Interestingly, the ORF2 protein level in mut1 RNA-transfected cells was much less than in cells transfected with WT or mut2 RNA. This result indicates that most intracellular ORF2 is derived from ORF2S. In agreement with this, a Gaussia luciferase placed behind the AUG codon for ORF2S was more efficiently translated (∼fivefold) than that placed behind the AUG codon for ORF2C (Fig. S5). Confocal microscopy indicated that neither the intracellular ORF2S nor ORF2C was associated with the ER or the Golgi apparatus (Fig. S6), suggesting that the intracellular ORF2S predominantly resides in the cytoplasm. To better understand how ORF2S accumulated in the cytoplasm, we determined the N-terminal and C-terminal sequences of both extracellular and intracellular ORF2S by MS. The result indicated that the extracellular ORF2S included amino acids 34–660, consistent with a recent report (18), while the intracellular ORF2S included amino acids 12–660 (Fig. S4). The absence of the first 11 amino acids would disrupt the transmembrane domain of the signal sequence, providing a plausible explanation for the observation that some ORF2S was retained in infected cells.
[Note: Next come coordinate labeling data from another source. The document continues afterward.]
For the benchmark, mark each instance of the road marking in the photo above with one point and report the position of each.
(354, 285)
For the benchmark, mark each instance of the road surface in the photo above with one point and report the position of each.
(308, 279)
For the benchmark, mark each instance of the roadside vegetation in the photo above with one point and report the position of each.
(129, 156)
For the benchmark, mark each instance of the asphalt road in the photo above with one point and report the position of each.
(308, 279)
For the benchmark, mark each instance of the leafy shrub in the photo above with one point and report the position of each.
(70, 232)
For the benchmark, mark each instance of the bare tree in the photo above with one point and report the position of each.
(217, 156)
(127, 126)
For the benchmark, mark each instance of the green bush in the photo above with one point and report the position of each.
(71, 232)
Because the commercial HEV antigen ELISA detects ORF2S, VLP, and virions (Fig. 1A), we sought to compare their antigenicity using a panel of conformation-dependent monoclonal antibodies (mAbs) that recognize six different antigenic clusters (C1–C6) on the HEV capsid (24) (Fig. 4A). As some of these mAbs were generated using genotype 1 ORF2, we included different genotypes for comparison. A recombinant ORF2 dimer (rDimer) comprising amino acids 394–606 was also included (21). mAbs 12F12 and #4, which are used in the commercial HEV antigen ELISA (25), recognized all four forms of ORF2 (rVLP, rDimer, ORF2S, and virions) of all genotypes tested (g1, g3, and g4), therefore were used to adjust the input amounts of different ORF2 forms.
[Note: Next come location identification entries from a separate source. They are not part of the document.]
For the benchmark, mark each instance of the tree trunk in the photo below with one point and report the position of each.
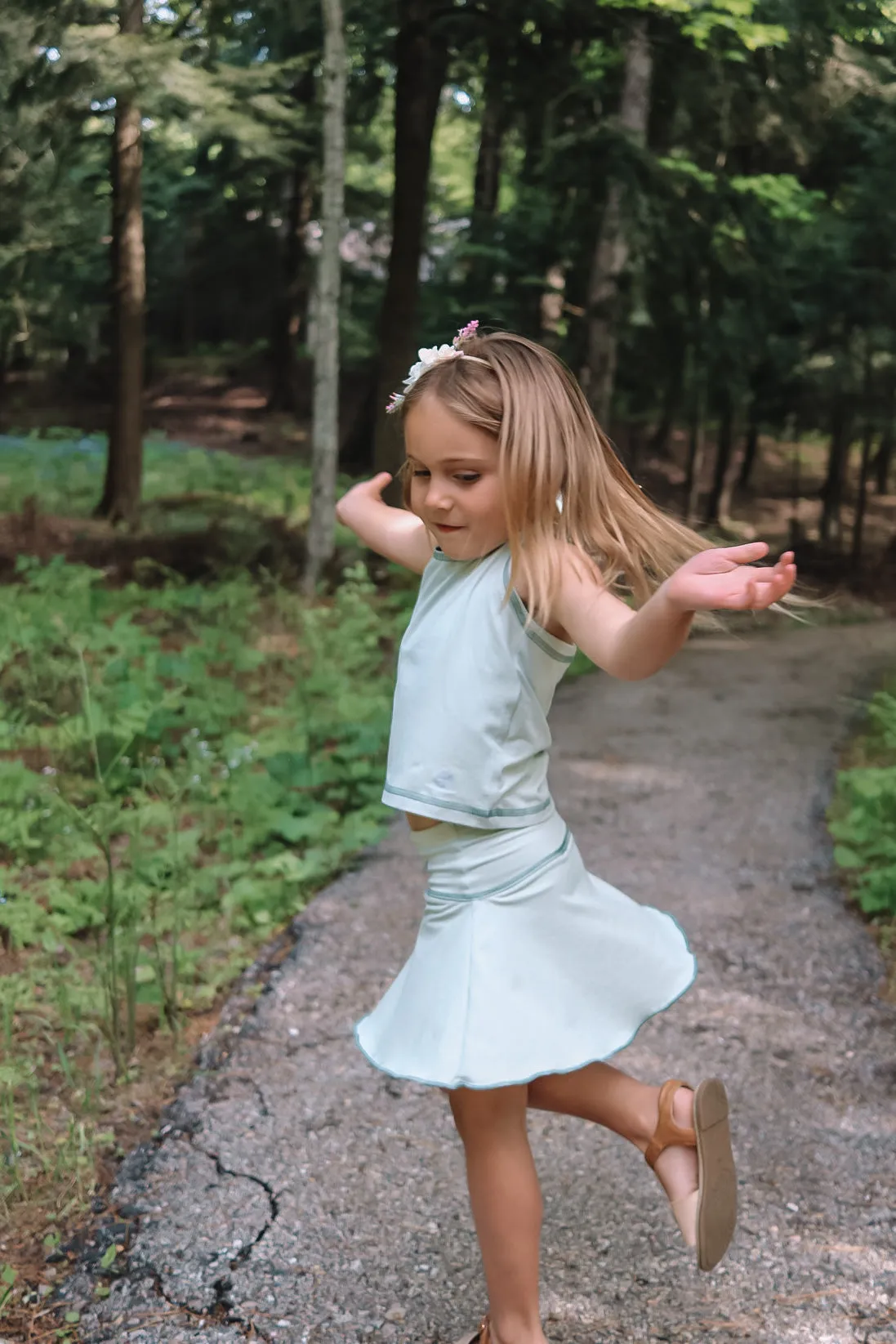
(292, 279)
(858, 525)
(662, 439)
(124, 464)
(696, 448)
(723, 458)
(831, 491)
(421, 56)
(612, 250)
(751, 448)
(325, 423)
(885, 458)
(488, 166)
(291, 299)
ORF2S antigenically overlaps with virions and interferes with antibody-mediated neutralization but not entry of HEV. (A) Location of six distinct antigenic clusters (C1–C6) on the protrusion domain of the HEV capsid (genotype 1). (B) Comparison of antigenicity of HEV recombinant VLP (rVLP, genotypes 1 and 4), recombinant ORF2 dimer (rDimer, genotypes 1, 3, and 4), ORF2S (OS), and virions (V) [Xinjiang-1 (genotype 1), Kernow C1/p6 (genotype 3)] in a sandwich ELISA with a rabbit anti-ORF2 antibody as a capture antibody and indicated anti-ORF2 monoclonal antibodies as the detection antibody. (C) Nonenveloped HEV or eHEV particles (1,000 GE per cell) were incubated with indicated concentrations of purified ORF2S (37 °C, 1 h) before inoculation of HepG2/shMAVS cells. Relative infectivity was calculated based on the numbers of foci determined by indirect IFAs with Ch1313 5 d later. Data represent mean ± SEM of two independent experiments each performed in duplicate wells. (D) Serially diluted monoclonal (6H8 and 9F7) or polyclonal (Ch1313) anti-HEV antibodies were mixed with indicated concentrations of purified ORF2S at 37 °C for 2 h before incubation with HEV (1 × 107 GE) for another 2 h. The mixture was then inoculated to HepG2 cells (4 × 104 cells per well). Percent neutralization was calculated based on the number of HEV+ foci 5 d after inoculation. Shown are representative results from two independent experiments.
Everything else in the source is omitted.